第2話

「いや、何でもない。穂乃花が来た」

「うわあ、わかった。急げ急げ急げ」

 急げ、を連呼するうちに妙な節をつけてオリジナルの曲を歌い始めた。美香は交際しているときから料理中にオリジナルの曲を即興で作って歌う癖があり、昔はよく「何だよそれ」と茶々を入れていたが、今はもう聞き流している。
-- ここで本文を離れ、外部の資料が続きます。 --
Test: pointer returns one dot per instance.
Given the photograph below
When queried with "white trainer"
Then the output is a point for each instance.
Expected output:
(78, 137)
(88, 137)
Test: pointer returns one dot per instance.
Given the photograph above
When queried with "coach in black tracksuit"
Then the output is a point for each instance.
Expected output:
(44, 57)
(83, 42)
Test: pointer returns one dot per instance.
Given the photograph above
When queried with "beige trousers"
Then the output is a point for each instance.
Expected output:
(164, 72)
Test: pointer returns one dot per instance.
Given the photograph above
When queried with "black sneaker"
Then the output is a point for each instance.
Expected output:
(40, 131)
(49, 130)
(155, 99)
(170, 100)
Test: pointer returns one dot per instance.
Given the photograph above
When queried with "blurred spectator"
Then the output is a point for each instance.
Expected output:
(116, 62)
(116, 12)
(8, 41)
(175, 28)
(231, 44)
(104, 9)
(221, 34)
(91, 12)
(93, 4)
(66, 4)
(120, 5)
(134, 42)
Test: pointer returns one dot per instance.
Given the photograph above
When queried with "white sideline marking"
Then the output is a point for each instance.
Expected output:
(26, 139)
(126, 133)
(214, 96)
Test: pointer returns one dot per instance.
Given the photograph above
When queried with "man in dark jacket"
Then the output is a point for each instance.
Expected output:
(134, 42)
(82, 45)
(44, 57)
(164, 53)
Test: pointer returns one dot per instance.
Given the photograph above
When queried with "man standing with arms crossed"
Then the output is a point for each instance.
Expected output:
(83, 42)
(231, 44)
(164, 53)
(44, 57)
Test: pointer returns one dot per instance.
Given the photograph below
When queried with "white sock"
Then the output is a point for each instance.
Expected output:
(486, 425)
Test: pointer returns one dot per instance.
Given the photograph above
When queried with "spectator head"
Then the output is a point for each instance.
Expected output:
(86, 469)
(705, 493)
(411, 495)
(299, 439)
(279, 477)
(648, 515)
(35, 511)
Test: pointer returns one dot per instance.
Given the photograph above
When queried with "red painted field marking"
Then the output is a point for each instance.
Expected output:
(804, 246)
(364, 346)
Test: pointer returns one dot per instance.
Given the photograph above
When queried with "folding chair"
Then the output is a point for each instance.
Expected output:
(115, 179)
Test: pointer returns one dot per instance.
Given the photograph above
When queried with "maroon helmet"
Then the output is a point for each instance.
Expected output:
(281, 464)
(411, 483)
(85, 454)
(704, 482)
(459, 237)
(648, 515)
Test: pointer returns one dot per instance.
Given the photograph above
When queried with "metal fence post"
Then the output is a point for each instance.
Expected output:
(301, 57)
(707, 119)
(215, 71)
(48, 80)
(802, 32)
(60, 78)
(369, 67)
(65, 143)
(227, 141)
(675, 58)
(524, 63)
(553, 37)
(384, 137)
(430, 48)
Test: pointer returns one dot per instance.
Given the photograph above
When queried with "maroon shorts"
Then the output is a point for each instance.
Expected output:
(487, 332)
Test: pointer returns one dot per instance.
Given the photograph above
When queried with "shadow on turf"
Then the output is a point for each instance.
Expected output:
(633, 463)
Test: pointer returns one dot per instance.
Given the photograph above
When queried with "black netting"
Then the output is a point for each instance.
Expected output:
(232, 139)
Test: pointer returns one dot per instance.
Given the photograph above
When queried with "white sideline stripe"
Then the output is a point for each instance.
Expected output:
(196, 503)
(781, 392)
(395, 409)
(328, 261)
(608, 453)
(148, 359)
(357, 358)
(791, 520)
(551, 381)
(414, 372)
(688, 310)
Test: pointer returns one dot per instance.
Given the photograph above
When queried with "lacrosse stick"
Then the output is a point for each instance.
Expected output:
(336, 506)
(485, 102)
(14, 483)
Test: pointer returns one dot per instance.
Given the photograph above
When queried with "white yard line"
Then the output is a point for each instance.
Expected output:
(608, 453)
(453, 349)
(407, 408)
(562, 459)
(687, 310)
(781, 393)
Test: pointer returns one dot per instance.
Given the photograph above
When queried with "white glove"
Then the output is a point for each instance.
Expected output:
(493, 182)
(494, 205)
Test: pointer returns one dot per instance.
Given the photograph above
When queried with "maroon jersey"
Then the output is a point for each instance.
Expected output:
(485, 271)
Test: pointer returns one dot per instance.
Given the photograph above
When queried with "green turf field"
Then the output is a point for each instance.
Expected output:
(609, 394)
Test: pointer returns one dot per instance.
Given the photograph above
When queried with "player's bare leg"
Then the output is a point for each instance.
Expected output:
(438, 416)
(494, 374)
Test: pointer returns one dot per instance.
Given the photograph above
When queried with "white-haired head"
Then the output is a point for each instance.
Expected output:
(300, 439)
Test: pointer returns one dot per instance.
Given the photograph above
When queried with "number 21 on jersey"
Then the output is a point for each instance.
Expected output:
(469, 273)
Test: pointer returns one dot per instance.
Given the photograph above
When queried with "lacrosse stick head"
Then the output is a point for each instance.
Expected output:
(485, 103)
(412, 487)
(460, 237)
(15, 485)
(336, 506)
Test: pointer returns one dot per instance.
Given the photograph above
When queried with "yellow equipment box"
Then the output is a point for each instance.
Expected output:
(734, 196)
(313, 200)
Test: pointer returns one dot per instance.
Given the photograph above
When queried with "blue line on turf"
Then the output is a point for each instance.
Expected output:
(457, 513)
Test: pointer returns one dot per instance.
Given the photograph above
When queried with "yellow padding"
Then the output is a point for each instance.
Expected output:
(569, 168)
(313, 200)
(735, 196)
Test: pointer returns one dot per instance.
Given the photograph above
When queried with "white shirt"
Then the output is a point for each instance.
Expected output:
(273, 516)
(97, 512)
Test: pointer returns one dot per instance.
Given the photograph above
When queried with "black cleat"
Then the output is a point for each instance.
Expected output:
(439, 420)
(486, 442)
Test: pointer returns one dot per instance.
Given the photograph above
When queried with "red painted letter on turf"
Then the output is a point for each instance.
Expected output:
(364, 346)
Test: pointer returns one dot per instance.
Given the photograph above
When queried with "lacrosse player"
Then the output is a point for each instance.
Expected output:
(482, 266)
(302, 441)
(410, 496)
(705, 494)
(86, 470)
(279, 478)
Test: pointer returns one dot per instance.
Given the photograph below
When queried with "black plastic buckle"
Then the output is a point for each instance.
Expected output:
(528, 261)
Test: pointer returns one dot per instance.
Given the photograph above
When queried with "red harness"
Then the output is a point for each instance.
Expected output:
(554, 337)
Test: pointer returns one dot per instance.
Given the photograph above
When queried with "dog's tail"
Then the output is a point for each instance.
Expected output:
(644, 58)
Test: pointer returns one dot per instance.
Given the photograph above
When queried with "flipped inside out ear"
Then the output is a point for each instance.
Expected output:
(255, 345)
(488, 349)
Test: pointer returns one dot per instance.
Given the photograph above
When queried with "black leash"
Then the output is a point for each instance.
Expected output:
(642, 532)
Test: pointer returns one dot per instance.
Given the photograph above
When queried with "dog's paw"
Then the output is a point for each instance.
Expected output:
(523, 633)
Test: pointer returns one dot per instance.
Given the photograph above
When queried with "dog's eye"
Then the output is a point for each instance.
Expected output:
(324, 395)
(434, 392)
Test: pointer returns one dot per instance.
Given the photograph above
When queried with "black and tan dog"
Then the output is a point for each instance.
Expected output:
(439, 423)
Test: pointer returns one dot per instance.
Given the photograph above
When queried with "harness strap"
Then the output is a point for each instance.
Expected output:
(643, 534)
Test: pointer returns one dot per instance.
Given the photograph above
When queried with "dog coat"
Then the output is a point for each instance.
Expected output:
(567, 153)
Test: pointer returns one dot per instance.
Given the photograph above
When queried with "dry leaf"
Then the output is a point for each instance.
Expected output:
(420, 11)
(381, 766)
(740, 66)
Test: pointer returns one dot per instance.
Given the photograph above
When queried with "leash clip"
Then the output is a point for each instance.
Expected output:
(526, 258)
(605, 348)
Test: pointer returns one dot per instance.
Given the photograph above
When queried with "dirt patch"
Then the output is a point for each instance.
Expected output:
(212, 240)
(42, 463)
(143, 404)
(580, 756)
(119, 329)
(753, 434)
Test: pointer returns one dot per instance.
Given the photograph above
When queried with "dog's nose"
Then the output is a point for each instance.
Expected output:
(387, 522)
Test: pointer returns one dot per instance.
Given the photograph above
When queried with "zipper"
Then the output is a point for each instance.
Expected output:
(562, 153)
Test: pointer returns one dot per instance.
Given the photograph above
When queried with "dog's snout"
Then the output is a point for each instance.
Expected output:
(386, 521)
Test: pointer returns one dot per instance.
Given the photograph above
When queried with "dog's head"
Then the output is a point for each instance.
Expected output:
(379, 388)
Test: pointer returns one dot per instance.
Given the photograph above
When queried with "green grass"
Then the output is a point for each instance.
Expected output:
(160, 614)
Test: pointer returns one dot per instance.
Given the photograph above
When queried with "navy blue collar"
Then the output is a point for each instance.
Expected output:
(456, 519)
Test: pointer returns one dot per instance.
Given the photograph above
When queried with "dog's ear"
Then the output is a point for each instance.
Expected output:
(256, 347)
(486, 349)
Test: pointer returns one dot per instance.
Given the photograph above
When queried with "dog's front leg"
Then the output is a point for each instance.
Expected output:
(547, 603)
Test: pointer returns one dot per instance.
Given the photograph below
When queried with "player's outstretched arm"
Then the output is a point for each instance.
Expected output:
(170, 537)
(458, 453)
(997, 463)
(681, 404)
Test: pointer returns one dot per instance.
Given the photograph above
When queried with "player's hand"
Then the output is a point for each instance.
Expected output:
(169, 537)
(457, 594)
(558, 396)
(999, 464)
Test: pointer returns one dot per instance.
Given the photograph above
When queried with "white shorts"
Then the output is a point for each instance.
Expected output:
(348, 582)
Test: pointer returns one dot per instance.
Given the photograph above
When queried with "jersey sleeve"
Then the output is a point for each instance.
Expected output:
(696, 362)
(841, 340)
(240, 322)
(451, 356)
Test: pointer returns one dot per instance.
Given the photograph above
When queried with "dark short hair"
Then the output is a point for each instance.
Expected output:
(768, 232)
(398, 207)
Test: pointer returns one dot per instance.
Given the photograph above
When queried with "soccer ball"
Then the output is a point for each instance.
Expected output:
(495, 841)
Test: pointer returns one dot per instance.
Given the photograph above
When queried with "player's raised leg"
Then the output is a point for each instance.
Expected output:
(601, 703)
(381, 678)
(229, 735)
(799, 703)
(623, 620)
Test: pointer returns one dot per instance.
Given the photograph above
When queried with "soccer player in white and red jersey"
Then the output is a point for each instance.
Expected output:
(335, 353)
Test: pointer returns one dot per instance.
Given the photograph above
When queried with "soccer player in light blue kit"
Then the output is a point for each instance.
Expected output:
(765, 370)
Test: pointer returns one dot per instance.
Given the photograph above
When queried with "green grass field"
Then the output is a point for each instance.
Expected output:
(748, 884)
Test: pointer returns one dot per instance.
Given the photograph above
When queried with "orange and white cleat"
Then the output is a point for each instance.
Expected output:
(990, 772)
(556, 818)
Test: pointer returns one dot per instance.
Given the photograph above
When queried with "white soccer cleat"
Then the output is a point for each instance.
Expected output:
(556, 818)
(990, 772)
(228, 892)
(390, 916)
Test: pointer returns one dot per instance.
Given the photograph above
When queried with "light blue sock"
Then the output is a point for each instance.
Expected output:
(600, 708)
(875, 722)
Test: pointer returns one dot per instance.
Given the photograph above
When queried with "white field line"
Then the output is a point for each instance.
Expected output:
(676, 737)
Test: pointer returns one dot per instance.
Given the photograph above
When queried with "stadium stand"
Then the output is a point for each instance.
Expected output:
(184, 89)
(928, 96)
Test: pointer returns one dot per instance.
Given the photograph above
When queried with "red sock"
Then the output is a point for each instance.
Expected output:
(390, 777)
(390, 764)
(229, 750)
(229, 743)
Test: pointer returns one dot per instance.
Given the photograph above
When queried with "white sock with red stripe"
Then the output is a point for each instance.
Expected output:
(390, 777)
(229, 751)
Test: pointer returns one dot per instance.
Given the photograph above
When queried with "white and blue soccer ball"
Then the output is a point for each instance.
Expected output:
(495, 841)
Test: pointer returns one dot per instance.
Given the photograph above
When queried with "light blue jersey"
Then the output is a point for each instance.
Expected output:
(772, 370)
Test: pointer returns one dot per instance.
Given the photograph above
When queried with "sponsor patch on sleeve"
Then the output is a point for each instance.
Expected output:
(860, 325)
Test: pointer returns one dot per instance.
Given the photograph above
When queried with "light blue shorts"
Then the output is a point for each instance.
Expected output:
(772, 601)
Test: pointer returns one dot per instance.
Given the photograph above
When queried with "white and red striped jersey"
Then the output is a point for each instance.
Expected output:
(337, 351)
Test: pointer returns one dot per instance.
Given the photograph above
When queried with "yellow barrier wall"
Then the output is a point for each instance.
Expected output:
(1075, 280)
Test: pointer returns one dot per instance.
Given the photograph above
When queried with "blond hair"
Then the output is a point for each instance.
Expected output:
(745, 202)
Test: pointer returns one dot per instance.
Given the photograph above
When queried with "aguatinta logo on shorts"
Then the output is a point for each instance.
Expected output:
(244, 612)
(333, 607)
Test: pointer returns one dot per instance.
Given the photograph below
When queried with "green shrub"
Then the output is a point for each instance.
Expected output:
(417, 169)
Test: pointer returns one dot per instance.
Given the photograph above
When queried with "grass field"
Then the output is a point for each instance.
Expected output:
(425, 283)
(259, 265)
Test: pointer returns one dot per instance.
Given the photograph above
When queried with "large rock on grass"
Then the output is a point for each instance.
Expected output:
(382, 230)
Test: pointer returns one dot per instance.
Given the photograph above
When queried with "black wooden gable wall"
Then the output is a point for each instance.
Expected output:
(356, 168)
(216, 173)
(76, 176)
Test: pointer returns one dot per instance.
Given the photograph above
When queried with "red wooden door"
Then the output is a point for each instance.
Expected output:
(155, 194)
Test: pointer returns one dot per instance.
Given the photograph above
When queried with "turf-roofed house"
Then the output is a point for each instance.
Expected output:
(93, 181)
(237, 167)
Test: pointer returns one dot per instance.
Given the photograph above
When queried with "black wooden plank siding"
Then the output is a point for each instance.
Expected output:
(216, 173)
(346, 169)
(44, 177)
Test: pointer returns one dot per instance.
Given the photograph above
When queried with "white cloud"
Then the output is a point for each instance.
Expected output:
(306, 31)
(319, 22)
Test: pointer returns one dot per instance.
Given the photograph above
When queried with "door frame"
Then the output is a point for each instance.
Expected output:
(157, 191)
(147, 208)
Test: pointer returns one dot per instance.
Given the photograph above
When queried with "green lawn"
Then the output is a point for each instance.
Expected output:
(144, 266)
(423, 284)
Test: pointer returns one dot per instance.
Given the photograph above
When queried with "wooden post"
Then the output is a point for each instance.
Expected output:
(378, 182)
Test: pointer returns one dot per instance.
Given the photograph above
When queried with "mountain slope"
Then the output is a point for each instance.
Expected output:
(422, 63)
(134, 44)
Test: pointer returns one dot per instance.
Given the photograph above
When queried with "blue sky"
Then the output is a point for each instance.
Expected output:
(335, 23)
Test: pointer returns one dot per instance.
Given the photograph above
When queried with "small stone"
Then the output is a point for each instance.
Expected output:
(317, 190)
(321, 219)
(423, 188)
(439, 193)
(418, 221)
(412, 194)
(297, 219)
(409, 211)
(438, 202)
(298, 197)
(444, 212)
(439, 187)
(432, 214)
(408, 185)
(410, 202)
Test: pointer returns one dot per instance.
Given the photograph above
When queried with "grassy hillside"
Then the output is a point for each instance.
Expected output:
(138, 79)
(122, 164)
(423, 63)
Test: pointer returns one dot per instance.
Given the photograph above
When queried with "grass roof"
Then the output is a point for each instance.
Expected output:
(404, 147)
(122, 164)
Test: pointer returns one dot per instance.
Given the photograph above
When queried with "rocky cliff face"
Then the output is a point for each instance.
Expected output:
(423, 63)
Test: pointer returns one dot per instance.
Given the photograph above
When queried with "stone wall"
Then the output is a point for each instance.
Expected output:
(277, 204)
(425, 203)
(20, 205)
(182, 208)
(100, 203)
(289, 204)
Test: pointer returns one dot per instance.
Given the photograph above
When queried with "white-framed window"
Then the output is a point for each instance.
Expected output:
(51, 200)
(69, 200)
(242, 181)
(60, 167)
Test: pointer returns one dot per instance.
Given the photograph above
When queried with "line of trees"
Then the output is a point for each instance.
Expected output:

 鍵を開けると、リュックを背負った穂乃花が立っていた。裾の長いコートを羽織っており、冷風が入り込んでくる。

「ただいま、寒いねえ」

 滑り込むように玄関に入ってきた。

「あっちは雪降ってたか?」

「ううん、でも朝は路面が凍ってたよ。今は車が通ってだいぶん砕けてるみたいだけど」

 穂乃花は大学を卒業してから、同じ県内の北部に一人暮らしを始めた。よく雪が積もる地域で、穂乃果は車の運転が苦手だったため、自動車を所有せず、いつも電車とバスを利用して家まで帰ってきていた。健治は穂乃花の横に立つ男に視線を移す。男はおどおどしながら深く一礼した。思い切り息を吹き付けてやればよろめくのではないかと思うほど弱々しい体躯だった。かろうじてスーツ姿であることが誠実な印象を与えている。

 悪いやつではなんだけどな……。

「お母さーん、ただいまー、今日のお昼ご飯なにー」

「焼きそばにしようと思ったけど、オムライスにするー」

「方向転換がすごいけど、大好きだから嬉しいー」

 穂乃花は健治の横をすり抜けて洗面所に行き手を洗ったあと、リビングへと入っていった。男は玄関に立ったまま動かなかった。健治は一度こたつに入ったが、やはり落ち着かず、立ち上がって玄関に向かった。

「お、おとうさん」

 男は弱々しく言った。

「竹中くん、こんなこと何回も言いたくないんだけど、君は穂乃果と結婚はできないんだよ」

「お願いします。大事に守ります。何でもします」

「穂乃花を思う気持ちは嬉しいんだけどね」

 竹中と喋っていると、キッチンから美香の声が聞こえてきた。

「あれ? お父さんどこ? ご飯できたよ!」

「今行く!」

 玄関から叫ぶと美香は「寒いからドア閉めてよ」と言う返事が届いてきた。

「お父さん、僕はそばにいるだけでいいんです」

「俺はダメだと思う」健治は唾を飲みこんだ。「君は成仏した方がいいよ。苦しいだろ」

「イヤです。お父さんお願いします。娘さんを、穂乃果さんを僕にくださいっ」

 男は玄関の床に額をついて土下座した。

「ダメだよ。君だけは絶対にダメだよ」

「なんでですかっ」

「死んでるからだよっ」

「お父さんっ、ドア閉めてって何度も言ってるじゃないっ。さっきから何ぶつぶつ一人で行ってんのよ」

 美香の険のある声が響いてきた。健治は謝って、土下座する健治を見下ろした。

「今日は認めてもらえるまで、ここを動きません」

「わかった、とりあえず、リビングまで来なさい。君がここにいると、何だか良心が痛む」

「し、承知しました」

 男はすくりと立ち上がった。動くのかよ、と健治は心の中でこぼしながらリビングに戻っていった。